[mpich-discuss] mpdboot error: failed to handshake with mpd on 192.168.1.248; recvd output={}
Rajeev Thakur
thakur at mcs.anl.gov
Tue Jan 12 10:08:19 CST 2010
Can you try using the Hydra process manager instead. It should have been built by default.
http://wiki.mcs.anl.gov/mpich2/index.php/Using_the_Hydra_Process_Manager
Rajeev
> -----Original Message-----
> From: mpich-discuss-bounces at mcs.anl.gov
> [mailto:mpich-discuss-bounces at mcs.anl.gov] On Behalf Of Zengming Zhang
> Sent: Friday, January 08, 2010 3:27 AM
> To: mpich2 mailling list
> Subject: [mpich-discuss] mpdboot error: failed to handshake
> with mpd on 192.168.1.248; recvd output={}
>
> Hi all:
>
> Happy New Year!
>
> I am a truly new guy to mpich2 software, and I have a
> question which almost put me crazy when installing mpich2
> 1.2.1, just see the following
> contents:
>
> QUESTION:
> --------------------------------------------------------------
> ---------
> I have installed mpich2 software from source code with the version of
> 1.2.1 on my Ubuntu 8.10 desktop system. I got no error in
> building and installing process, but when I use mpdboot
> command to start two nodes which configured in mpd.hosts
> file, I got the error like this:
>
> zzm at zzm-desktop:~$ mpdboot -n 2 -f mpd.hosts
> mpdboot_zzm-desktop (handle_mpd_output 407): failed to
> handshake with mpd on 192.168.1.248; recvd output={}
>
> There is a more detailed command output here:
> zzm at zzm-desktop:~$ mpdboot -n 2 -f mpd.hosts --chkup -v -d
> debug: starting
> checking 192.168.1.248
> there are 2 hosts up (counting local)
> running mpdallexit on zzm-desktop
> LAUNCHED mpd on zzm-desktop via
> debug: launch cmd= /home/zzm/bin/mpich2/bin/mpd.py --ncpus=1 -e -d
> debug: mpd on zzm-desktop on port 43220
> RUNNING: mpd on zzm-desktop
> debug: info for running mpd: {'ncpus': 1, 'list_port': 43220,
> 'entry_port': '', 'host': 'zzm-desktop', 'entry_host': '',
> 'ifhn': ''} LAUNCHED mpd on 192.168.1.248 via zzm-desktop
> debug: launch cmd= ssh -x -n -q 192.168.1.248
> '/home/zzm/bin/mpich2/bin/mpd.py -h zzm-desktop -p 43220
> --ncpus=1 -e -d'
> debug: mpd on 192.168.1.248 on port 49130
> mpdboot_zzm-desktop (handle_mpd_output 407): failed to
> handshake with mpd on 192.168.1.248; recvd output={}
>
> Note that:there are 2 hosts up (counting local) I think this
> means that both the two computers could be access, am I right?

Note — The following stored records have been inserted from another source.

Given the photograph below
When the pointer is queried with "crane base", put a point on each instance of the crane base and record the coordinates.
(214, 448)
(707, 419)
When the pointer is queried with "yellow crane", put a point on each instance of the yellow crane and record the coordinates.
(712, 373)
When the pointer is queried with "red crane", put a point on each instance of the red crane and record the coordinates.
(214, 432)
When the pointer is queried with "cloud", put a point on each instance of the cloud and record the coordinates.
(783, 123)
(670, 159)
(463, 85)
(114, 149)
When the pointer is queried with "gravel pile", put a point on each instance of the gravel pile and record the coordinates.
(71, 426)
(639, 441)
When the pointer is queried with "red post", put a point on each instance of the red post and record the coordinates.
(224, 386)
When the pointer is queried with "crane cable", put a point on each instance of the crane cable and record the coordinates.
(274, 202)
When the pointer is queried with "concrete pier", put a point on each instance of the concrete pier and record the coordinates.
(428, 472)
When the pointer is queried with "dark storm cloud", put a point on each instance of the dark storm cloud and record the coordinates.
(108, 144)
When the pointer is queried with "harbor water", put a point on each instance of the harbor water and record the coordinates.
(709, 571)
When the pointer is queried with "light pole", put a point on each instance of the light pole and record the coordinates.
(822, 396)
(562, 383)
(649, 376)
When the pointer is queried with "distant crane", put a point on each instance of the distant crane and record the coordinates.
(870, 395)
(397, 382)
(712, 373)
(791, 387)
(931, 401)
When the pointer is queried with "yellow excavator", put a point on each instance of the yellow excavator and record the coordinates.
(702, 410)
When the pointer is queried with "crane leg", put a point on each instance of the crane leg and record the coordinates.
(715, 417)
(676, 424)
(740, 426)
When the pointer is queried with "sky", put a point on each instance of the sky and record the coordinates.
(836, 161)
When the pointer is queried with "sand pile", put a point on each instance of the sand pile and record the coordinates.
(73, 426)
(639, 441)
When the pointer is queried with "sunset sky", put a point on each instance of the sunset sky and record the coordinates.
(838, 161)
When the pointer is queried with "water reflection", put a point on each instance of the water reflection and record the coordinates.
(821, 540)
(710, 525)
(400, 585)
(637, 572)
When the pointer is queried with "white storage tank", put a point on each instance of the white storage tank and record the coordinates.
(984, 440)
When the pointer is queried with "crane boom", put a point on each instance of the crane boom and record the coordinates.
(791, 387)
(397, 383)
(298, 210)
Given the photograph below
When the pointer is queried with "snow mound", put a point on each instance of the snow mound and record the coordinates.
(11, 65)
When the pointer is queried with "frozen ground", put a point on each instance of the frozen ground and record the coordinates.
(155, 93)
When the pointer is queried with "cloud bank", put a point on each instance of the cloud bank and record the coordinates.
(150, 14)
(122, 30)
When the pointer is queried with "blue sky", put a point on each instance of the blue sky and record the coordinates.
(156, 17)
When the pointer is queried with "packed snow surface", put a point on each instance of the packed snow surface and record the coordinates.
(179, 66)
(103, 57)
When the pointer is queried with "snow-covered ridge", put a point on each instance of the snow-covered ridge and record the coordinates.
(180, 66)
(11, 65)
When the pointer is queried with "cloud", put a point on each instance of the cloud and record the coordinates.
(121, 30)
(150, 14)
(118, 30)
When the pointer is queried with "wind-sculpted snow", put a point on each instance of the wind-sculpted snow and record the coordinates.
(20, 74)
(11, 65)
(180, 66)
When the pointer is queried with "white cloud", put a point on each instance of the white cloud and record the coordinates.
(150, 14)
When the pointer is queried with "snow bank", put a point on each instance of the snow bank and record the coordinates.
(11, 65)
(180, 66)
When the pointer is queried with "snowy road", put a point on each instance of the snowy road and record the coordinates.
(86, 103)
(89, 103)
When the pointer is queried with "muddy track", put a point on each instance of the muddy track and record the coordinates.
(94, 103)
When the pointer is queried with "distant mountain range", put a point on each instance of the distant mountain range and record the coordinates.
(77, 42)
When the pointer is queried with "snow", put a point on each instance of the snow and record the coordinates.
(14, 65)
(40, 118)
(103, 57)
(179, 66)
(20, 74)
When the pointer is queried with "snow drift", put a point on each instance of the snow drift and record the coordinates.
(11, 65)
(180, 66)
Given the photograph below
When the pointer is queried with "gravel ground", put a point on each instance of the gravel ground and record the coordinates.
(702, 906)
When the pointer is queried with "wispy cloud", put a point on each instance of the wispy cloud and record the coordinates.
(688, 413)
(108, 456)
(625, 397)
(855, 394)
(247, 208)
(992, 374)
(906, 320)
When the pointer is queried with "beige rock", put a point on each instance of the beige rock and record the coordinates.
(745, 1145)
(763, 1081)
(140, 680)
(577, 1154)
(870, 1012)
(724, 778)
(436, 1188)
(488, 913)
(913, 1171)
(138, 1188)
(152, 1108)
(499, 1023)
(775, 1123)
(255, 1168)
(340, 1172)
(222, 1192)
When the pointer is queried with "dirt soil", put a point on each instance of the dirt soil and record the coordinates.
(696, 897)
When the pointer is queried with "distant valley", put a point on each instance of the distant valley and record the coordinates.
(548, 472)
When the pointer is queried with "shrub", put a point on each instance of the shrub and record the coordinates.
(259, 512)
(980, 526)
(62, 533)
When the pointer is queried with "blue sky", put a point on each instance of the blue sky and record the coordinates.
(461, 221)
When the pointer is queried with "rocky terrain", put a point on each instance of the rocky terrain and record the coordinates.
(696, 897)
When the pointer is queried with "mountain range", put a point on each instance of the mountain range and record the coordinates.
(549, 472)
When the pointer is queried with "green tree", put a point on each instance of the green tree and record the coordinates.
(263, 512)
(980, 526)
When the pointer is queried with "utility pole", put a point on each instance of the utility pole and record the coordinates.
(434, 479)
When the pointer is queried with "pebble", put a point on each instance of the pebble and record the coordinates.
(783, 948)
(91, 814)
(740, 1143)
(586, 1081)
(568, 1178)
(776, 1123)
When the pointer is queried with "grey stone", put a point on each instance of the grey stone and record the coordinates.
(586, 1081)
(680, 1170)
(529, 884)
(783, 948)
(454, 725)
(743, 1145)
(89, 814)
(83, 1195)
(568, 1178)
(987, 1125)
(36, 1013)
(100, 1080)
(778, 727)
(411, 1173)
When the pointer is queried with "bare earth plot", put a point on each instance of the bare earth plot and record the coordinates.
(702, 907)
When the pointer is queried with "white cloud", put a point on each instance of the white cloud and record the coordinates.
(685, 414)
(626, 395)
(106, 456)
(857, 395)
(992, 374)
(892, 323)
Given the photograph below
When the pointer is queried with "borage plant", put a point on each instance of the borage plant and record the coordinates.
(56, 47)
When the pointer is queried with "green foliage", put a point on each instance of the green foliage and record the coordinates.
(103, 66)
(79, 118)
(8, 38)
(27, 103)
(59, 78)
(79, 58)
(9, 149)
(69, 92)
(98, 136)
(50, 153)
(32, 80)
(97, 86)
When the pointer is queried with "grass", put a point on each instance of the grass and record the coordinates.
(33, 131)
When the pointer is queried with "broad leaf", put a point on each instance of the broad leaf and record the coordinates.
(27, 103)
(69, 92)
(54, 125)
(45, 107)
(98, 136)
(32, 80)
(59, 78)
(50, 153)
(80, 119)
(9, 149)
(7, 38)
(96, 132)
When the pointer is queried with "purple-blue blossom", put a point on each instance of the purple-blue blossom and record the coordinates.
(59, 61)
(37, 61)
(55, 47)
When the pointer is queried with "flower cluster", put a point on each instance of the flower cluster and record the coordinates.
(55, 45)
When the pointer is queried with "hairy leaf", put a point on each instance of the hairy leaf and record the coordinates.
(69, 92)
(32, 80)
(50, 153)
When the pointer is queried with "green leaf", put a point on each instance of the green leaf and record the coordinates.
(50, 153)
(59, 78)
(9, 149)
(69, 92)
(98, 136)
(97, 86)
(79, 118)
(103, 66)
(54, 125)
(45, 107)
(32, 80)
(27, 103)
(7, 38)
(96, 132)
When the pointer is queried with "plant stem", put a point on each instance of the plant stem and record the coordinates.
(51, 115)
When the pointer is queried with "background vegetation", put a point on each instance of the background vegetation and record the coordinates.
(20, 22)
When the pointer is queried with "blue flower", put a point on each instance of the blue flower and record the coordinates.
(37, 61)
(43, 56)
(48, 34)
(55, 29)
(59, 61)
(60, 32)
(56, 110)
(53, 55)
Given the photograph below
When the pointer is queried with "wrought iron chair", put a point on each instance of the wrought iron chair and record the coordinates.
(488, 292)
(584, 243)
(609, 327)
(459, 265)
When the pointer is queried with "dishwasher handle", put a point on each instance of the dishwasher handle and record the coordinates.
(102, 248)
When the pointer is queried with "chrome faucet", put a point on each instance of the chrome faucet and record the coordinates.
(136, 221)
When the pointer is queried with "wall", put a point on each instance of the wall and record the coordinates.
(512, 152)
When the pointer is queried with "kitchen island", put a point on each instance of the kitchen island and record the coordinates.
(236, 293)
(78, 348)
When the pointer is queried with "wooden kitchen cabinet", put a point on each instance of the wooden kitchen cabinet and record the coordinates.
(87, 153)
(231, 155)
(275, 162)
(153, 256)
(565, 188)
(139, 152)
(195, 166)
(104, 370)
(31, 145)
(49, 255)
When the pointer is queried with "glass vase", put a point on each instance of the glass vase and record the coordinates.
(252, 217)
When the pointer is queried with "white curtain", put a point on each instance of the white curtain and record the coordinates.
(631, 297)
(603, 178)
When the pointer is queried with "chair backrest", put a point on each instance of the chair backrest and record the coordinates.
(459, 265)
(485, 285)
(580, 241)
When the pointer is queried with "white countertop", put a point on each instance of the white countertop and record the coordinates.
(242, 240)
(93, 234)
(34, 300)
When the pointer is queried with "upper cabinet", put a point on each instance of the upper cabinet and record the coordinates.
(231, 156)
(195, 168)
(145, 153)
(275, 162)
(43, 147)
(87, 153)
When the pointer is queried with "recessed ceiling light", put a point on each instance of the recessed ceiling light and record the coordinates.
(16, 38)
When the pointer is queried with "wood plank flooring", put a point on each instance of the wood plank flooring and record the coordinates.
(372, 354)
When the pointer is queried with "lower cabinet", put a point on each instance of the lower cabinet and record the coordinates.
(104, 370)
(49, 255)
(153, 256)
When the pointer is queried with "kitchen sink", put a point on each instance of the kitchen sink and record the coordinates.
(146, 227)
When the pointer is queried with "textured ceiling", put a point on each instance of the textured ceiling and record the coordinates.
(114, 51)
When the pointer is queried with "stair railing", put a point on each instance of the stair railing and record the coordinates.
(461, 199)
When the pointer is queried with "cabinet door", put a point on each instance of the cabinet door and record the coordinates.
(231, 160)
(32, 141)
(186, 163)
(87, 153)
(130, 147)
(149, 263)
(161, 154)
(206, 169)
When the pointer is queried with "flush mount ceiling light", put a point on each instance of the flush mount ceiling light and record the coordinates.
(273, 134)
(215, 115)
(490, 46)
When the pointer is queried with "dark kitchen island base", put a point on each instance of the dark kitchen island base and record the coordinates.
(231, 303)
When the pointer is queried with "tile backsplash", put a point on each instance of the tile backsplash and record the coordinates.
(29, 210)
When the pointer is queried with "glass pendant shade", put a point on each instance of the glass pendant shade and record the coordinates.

> --------------------------------------------------------------
> ---------
>
> COMPUTER CONFIGURATIONS:
> --------------------------------------------------------------
> ---------
> Some configurations of my computer are listed bellow:
> zzm at zzm-desktop:~$ whoami
> zzm
> zzm at zzm-desktop:~$ more /home/zzm/.mpd.conf
> secretword=nicegiving zzm at zzm-desktop:~$ chmod 600 .mpd.conf
> zzm at zzm-desktop:~$ more /home/zzm/mpd.hosts
> 192.168.1.248
> 192.168.1.190
> zzm at zzm-desktop:~$ python -V
> Python 2.5.2
> zzm at zzm-desktop:~$
>
> The IP address of the main computer is 192.168.1.190, domain name is:
> zzm-desktop, and all commands are run on it.
> 192.168.1.248 is another computer used to test parallel
> environment, which domain name is : zcni-desktop.
>
> The /etc/hosts files on each computers are:
> zzm at zzm-desktop:~$ more /etc/hosts
> 192.168.1.190 zzm-desktop
> ... ...
> 1zzm at zcni-desktop:~$ more /etc/hosts
> 192.168.1.190 zcni-desktop
> ... ...
>
> Another thing, I do can access zcni-desktop via SSH protocol
> without entering a password. The only thing is that I must
> wait a long time, for example 10 seconds, to get login to
> zcni-desktop.
> So, in order to avoid SSH timed out, I add "UseDNS no" at the
> of /etc/ssh/sshd_config on each of the two computers.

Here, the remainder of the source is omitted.